著書の吉田さんが、基本的にポジティブでエネルギッシュな人なので、きちんとゲームが新生できたんだな、というのを感じたりした。あと、巻末の鼎談もなかなかパンチがある内容で面白かったです。
Posted by ブクログ
コラム連載なので話題に一貫性こそないですが、mmorpgの中で最もアクティブユーザーが多いff14のプロデューサー吉田直樹さんの著書です。
彼のコラムでも印象に残ったのは、
「Q.スクエニで活躍したいが、なにを学生のうちに学ぶべきか?」
「A.プログラミングは直接役に立つ、ただそれよりも本を数百冊は読んでいること」というゲームクリエイターとは少し距離が遠いと思っていた読書に触れていたのが印象に残った。
ff14をやっていない人にもビジネス書とはまた違う刺激をもらえるかもです。
Posted by ブクログ
FF14が開始してから半年ぐらいは、所謂根性版というバージョンで大炎上していた。

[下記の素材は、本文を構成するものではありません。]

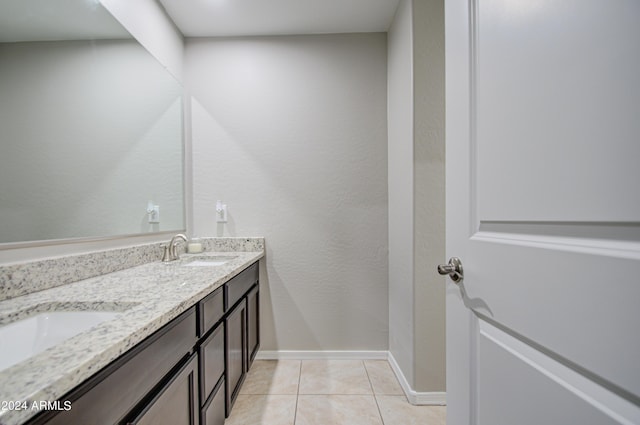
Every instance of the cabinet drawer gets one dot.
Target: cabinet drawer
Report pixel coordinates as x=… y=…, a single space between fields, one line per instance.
x=176 y=402
x=210 y=311
x=116 y=389
x=239 y=285
x=211 y=362
x=213 y=412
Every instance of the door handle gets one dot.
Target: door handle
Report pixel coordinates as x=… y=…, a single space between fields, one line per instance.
x=453 y=269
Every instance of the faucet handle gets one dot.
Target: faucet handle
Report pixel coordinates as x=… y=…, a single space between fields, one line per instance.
x=166 y=253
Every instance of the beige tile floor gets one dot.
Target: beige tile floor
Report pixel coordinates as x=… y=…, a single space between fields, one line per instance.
x=327 y=392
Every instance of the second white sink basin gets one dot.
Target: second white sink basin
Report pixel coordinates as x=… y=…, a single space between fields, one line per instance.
x=27 y=337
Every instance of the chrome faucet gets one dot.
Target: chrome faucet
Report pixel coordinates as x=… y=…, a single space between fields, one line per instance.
x=170 y=250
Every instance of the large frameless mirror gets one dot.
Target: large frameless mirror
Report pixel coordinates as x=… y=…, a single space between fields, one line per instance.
x=91 y=139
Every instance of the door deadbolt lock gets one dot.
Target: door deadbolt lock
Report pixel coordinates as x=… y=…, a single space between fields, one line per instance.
x=453 y=269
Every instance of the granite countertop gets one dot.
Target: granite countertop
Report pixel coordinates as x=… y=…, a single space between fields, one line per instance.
x=149 y=296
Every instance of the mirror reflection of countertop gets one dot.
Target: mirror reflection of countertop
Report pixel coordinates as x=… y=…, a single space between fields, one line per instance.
x=146 y=297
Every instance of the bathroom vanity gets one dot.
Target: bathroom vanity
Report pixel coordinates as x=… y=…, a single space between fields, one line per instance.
x=177 y=354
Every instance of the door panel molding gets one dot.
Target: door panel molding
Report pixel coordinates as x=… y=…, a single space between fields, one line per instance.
x=603 y=398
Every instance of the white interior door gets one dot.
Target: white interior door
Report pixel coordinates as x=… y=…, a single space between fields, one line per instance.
x=543 y=208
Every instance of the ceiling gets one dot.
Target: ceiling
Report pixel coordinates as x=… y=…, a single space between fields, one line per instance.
x=41 y=20
x=225 y=18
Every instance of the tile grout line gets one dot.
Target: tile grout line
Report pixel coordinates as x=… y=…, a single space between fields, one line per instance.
x=375 y=398
x=295 y=412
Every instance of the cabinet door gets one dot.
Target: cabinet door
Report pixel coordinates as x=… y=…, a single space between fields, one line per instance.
x=213 y=413
x=211 y=356
x=253 y=324
x=176 y=403
x=235 y=348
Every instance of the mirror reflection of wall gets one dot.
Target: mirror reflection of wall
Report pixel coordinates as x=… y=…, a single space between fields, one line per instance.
x=91 y=133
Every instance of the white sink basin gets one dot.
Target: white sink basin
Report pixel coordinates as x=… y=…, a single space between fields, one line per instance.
x=209 y=261
x=27 y=337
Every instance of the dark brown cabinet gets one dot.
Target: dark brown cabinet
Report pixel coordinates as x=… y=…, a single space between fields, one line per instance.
x=176 y=403
x=187 y=373
x=235 y=350
x=253 y=324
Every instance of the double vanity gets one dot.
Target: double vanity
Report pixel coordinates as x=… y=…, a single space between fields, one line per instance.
x=156 y=343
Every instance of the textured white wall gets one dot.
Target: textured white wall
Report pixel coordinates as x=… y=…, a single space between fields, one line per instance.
x=429 y=150
x=291 y=133
x=401 y=184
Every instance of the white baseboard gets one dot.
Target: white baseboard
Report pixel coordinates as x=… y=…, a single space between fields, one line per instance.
x=321 y=355
x=435 y=398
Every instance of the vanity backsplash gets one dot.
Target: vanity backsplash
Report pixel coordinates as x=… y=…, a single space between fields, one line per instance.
x=18 y=279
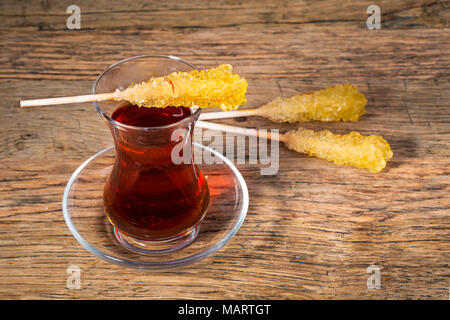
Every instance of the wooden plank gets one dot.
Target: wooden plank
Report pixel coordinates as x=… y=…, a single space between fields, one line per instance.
x=51 y=15
x=314 y=228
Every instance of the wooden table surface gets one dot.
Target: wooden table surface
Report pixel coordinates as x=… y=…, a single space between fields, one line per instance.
x=313 y=229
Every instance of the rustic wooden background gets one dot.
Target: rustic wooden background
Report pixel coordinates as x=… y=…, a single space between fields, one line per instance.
x=314 y=228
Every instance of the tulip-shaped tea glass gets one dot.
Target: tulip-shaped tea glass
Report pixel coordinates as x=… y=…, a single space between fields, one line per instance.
x=155 y=196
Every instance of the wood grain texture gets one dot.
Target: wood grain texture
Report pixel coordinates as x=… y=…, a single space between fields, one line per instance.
x=311 y=230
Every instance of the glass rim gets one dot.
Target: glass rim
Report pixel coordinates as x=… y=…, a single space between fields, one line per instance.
x=195 y=112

批判されるだけでなく多くのユーザー離反を引き起こし、スクエニがプロデューサーの変更を余儀なくされる程の現象となった。
FF14自体は未プレイだけど、製作者が「根性版」と呼ぶほどなので、とても合理性を欠いたスケジュールだったんだろうなと想像させる。
そこからの軌道修正でほぼ1からの作り直しが必要だと判断した吉田氏は、まず根性版スタッフに休暇を取らせるところから始める。
このあたりは「人を動かして納期までに仕事を終わらせるのがプロデューサー」という会社組織的な枠を超えて、部下とはいえ他人に能率的に働いてもらうにはどうしたら良いか、という人間関係としてのアプローチがなされている。
納期を過ぎて完全崩壊した状態から事態を収集するべき段階で、この判断は中々できないんですよね。
また当時、雑誌で吉田氏が「ココを直せば良くなるという点はなく、1つ1つの要素を丁寧に改善して、1年ぐらい掛けて着実に良いものにするしか方法がない。」といった趣旨のコメントをしていたのを覚えている。当時はユーザーがそこまで付いていってくれるかなあと懐疑的だったけど、結果を見れば明らかで新生FFはまだ大盛況で続いている。実際に「理想のMMO」と「根性版のダメなところ」を比較するという手法で改善点を見出し、順番に処置していったらしい。
こんな感じで、国内屈指の大作を1から作り直していく様を読めるのはとても新鮮で、勉強になった。諦めずに、冷静に、先を見据えて一歩一歩仕事を進めることの大切さ、周囲(スタッフだけでなくユーザーも)との相互理解に務める様などは業界を問わずに参考になると思う。
ただ一方で、流石に公にできない内容が相当あるようで、ふわっとした表現になっていたりそもそもの問題点がぼかされていたりもする。
書籍のストーリーとしては物足りない感じもある。2巻に期待かな。